Que l’ONU pointe l’Algérie du doigt en ce qui concerne la restriction des libertés artistiques et d’actions culturelles, n’est pas en soi un événement majeur dans la mesure où les décisions des Nations unies ne brillent pas par un impact particulier sur les situations mises en cause. Mais il est inévitable de relever ici une grave régression dans un pays devenu pluraliste depuis plus de vingt ans et qui, aujourd’hui, pourrait figurer dans une black-list pas comme les autres. Celle où l’une des libertés les plus sacrées est menacée, où le mot « censure » revient comme une gifle alors que la tutelle se targue d’une «renaissance » culturelle sans précédent. Le fait que la prochaine réunion du Haut commissariat onusien aux droits de l’Homme puisse très probablement accuser l’Algérie de porter atteinte aux libertés culturelles, est une sorte de confirmation internationale à ce qui se dit ici depuis longtemps. En étendant son contrôle total sur la vie culturelle et artistique, le département de Khalida Toumi et, derrière lui l’Etat algérien, entendaient à la fois se payer une luxueuse vitrine de mécènes amoureux de l’art, et installer une sorte de mécanisme vicieux faisant de la création une chasse gardée, un enclos auquel l’accès n’est permis qu’à ceux qui plébiscitent la politique actuelle.
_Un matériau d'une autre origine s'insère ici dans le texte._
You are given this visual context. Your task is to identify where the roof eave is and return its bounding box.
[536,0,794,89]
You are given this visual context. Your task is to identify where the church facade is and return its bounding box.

Il faudra sans doute se souvenir d’une époque antérieure, où deux cauchemars se sont succédé sans transition mais n’ont pu empêcher l’Algérie de produire de la beauté et de la liberté. Il s’agit du « Parti unique » et de la décennie noire. Pour l’une comme pour l’autre, la liberté artistique a su non seulement se préserver grâce à la mobilisation de toute une société, mais aussi repousser l’âge des ténèbres et de l’aliénation que ces deux périodes étaient sur le point d’instaurer dans le pays. Il ne faut pas oublier que c’est durant la « dictature » que le cinéma algérien a arraché une Palme d’or à Cannes, que « Omar Gatlatou » est venu bouleverser les idiomes rigides de nos grands écrans, que la chanson avait atteint les sommets inespérés de la liberté de ton, que le théâtre faisait des merveilles, etc.
Puis, lorsqu’une horde de sauvages hirsutes voulut enterrer l’art et transformer l’Algérie en un camp de concentration, la résistance culturelle n’a pas fléchi, elle en est devenue plus tenace, frôlant parfois le suicide… Mais, dix années plus tard, dans un pays désormais « en paix », démocratique, pluraliste et d’une générosité inédite envers la culture (jamais le budget du ministère n’a atteint une telle hauteur), qu’est-il advenu de la création? Elle est prise en étau entre une censure socioreligieuse encouragée par l’Etat (la disparition des modèles vivants du « nu artistique » des écoles des beaux-arts ; le bannissement de tout langage ou image « inconvenants » des films ; l’aseptisation de la musique, etc.), et une censure économique qui a dangereusement divisé le paysage artistique entre « chouchous » et « personas non gratta ».
L’Etat finance et il considère que c’est là une suprême magnanimité dont nous devrons chanter les louages matin et soir. L’aide à la création ressemble de plus en plus à de l’aumône ou plutôt à des sommes d’argent faramineuses dont un riche homme d’affaires couvre sa belle maîtresse. La culture, disons-le, est devenue une femme entretenue qui ne peut ni se ranger du côté des « filles de joie » ni assumer son indépendance ! Nous reconnaissons cependant à ce système sa désarmante intelligence dans le sens où les mécanismes mis en place pour brider et inféoder la création ont très vite donné leurs fruits : la plupart des artistes savent maintenant que pour travailler, il faut quémander puis se taire ! Les autres sont tout simplement bannis du sérail, réduits à chercher des financements ailleurs afin de préserver leur indépendance, mais surtout dénigrés et sabotés lorsqu’ils espèrent présenter leurs œuvres au public algérien…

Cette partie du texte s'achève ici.